Utilizing a daily schedule supports student’s physical, emotional and intellectual well-being. By allowing students the opportunity to know what is happening in advanced, particularly for young students who require a significant amount of structure to feel safe and secure. Additionally, displaying clearly what the expectation is for the day helps support students who have emotional, intellectual and behavioral difficulties with transitions, of which I have several in my classroom (Lewis and Doorlag, 2003).

By using a daily schedule, my understanding of the importance of structure for students who require extra support, and even for young students has been clarified and reinforced. Without a schedule, the tenuous continuity and organization of my class would fall apart.

By introducing and following a daily schedule, teachers and students equally benefit. In each grade level, students are expected to attend to and learn many skills. Without time management, teachers would not be able to cover all standards, and students would not have the opportunity to learn the content. In addition, using the schedule as a reference at the beginning of the day primes students minds for what they are expected to learn for the day.

Some ideas I have about changing how the schedule is used would be to make the schedule larger or move its location. Not every student can see it easily, nor can the teacher see it from every angle of the class. In my classroom, I would place the daily schedule in the same location morning meetings occur. This way, the schedule is in front of every student at the most critical moment; when the schedule is reviewed in its entirety.

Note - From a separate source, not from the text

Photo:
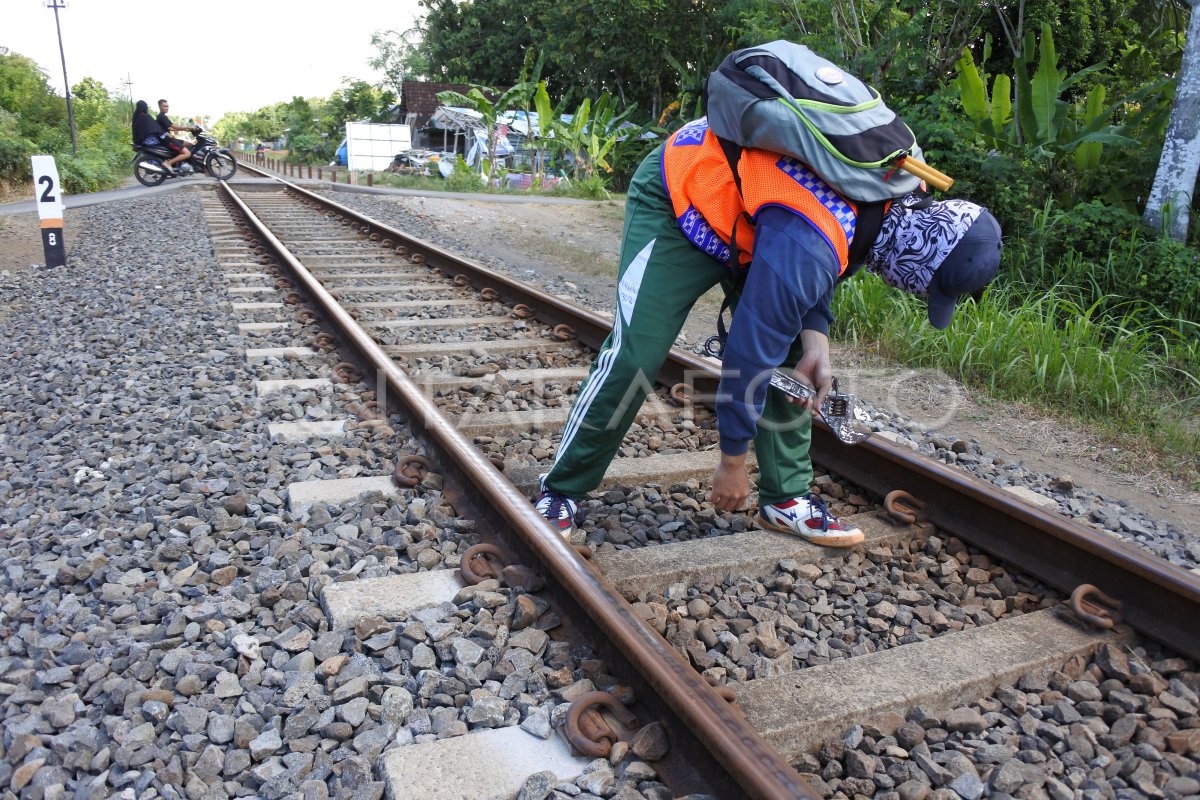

Secondly, I would refer to the schedule multiple times throughout the day. Currently the only time we refer to the schedule is at the beginning of the day, during morning meeting. Although I currently will refer to the schedule if a student specifically asks me what is happening next, I do not intentionally refer to the schedule in front of the whole class. Although there are specific students that would benefit from explicit references to the daily schedule due to learning needs, all students would be given more piece of mind, and it would encourage their time management skill development.


Lewis, R. B., & Doorlag, D.H. (2003). Teaching Special Students in General Education (6th ed.). Columbus, OH: Merrill Prentice Hall.

Wong, H., & Wong, R. (2009). The first days of school: How to be an effective teacher. Mountain View, CA: Harry K. Wong Publications.